Ford is set to end automobile production in Australia on October 7th, but things may have been different if the local arm of the automaker had its way. Twice during the past decade, Ford Australia pitched the idea of sending its Falcon sedan to the United States to replace the Crown Victoria as its police car, News Corp Australia reports.
Like the Crown Vic, the Falcon is a rear-wheel-drive sedan, but one issue complicating things was that the Falcon is right-hand-drive, so the company would’ve needed to make a major investment to move the steering wheel to the left for U.S. use.
Discussions where had in 2005 and again in 2009, just before Ford retired the Crown Vic in 2011. The Australian executives projected exports of over 70,000 cars annually, plus local sales, which would’ve secured its factory’s future for the next 20 years, at least. Instead, Ford HQ decided to replace the Crown Vic with police versions of the American-made Taurus sedan and Explorer SUV.
It may have been the right call.
Following the model of Ford’s plan to a T, General Motors stared exporting its Australian-made Caprice sedan to the United States in 2012 as a Chevrolet police car. Last year it sold 3,727, while Ford sold 34,707 Taurus and Explorer-based Interceptors combined.
General Motors will also stop manufacturing cars in Australia in 2017.
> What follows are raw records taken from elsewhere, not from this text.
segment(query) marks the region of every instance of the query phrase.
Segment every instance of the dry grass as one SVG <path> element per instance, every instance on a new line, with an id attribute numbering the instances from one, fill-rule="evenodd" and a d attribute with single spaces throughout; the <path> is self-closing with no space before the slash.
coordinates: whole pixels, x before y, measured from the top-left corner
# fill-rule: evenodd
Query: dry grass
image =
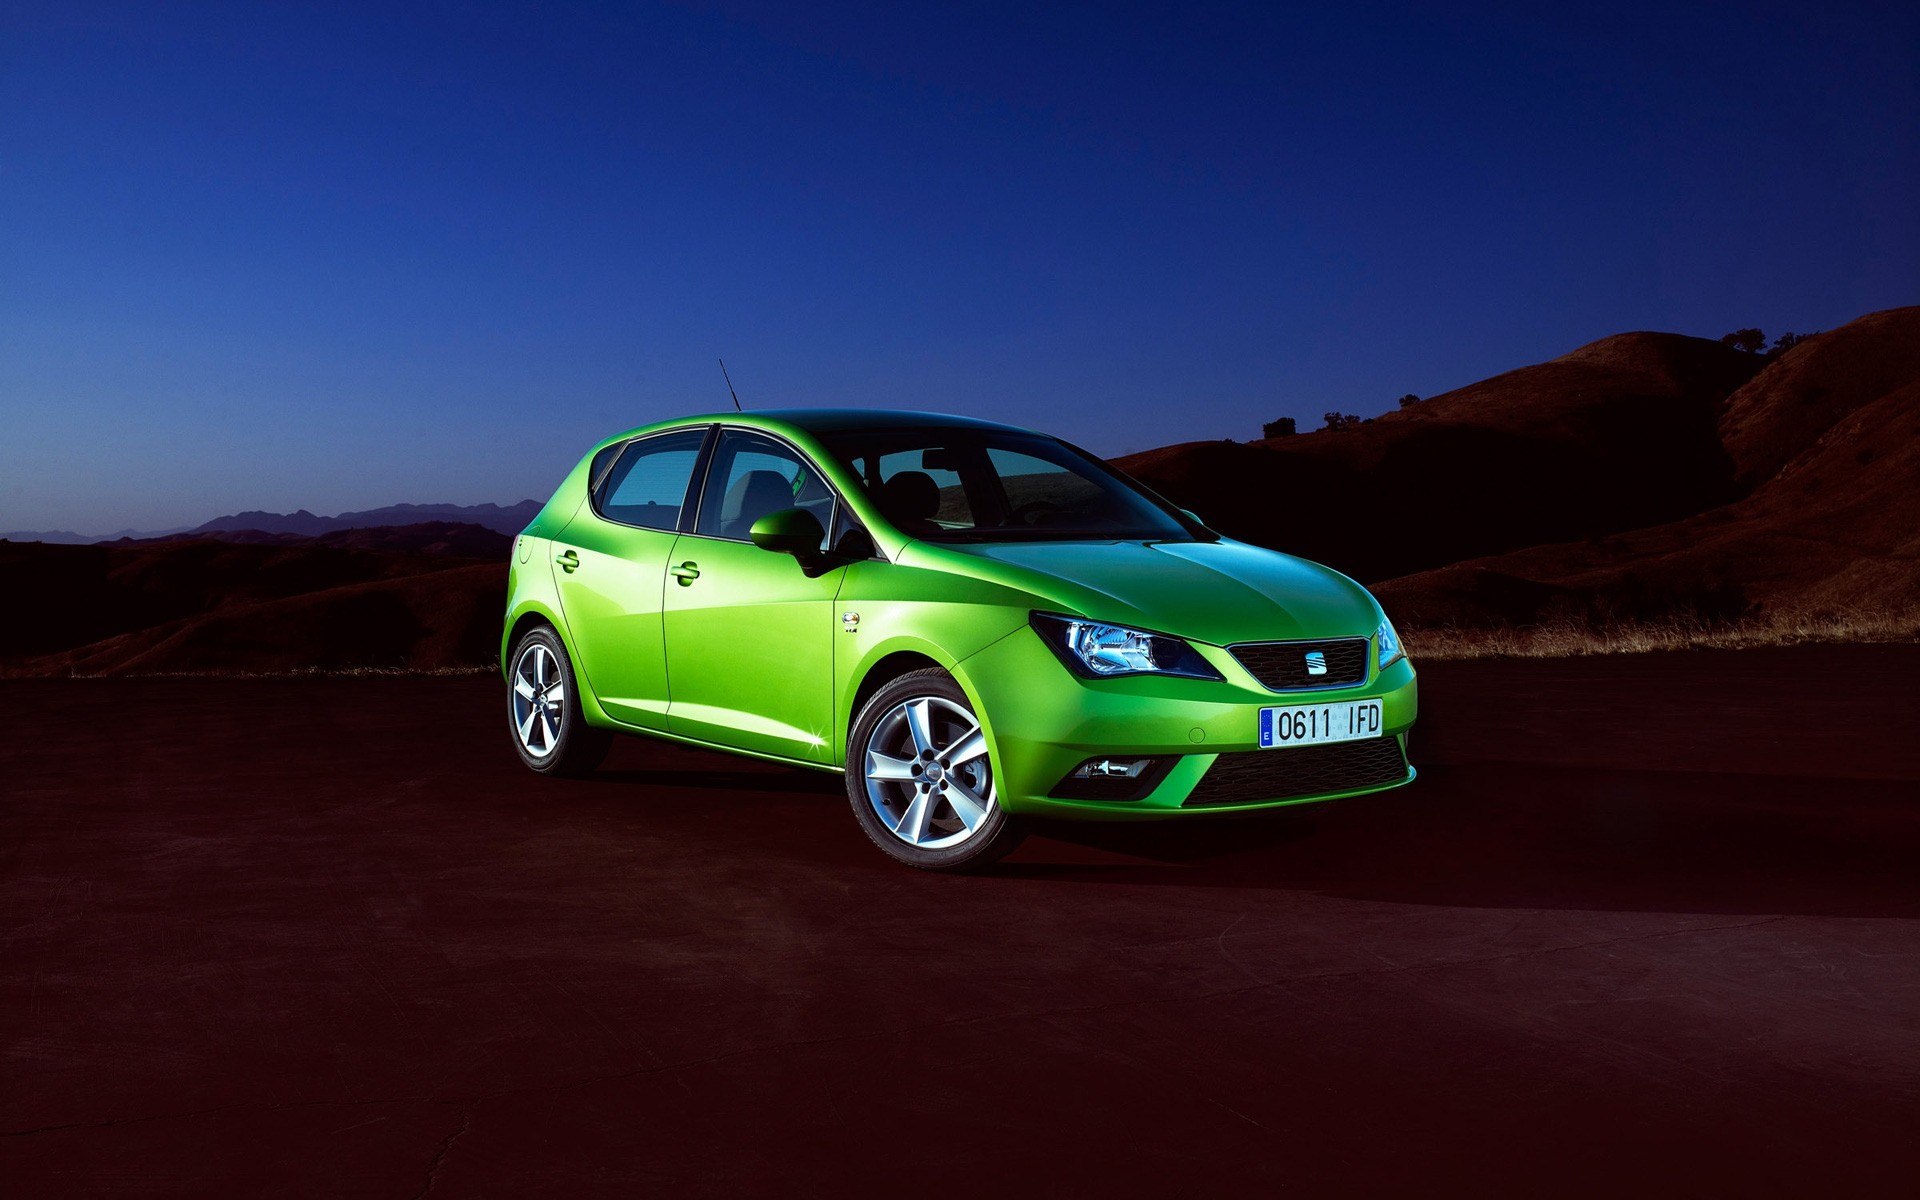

Ironically, Ford shipped its American-made Mustang to the New South Wales Police earlier this year to be evaluated as a replacement for the Falcon. The unmodified muscle car failed miserably, with its transmission overheating after just three minutes of simulated hot pursuit. As a result, the force will likely be switching to sedans and wagons made by Volvo, a company once owned by Ford.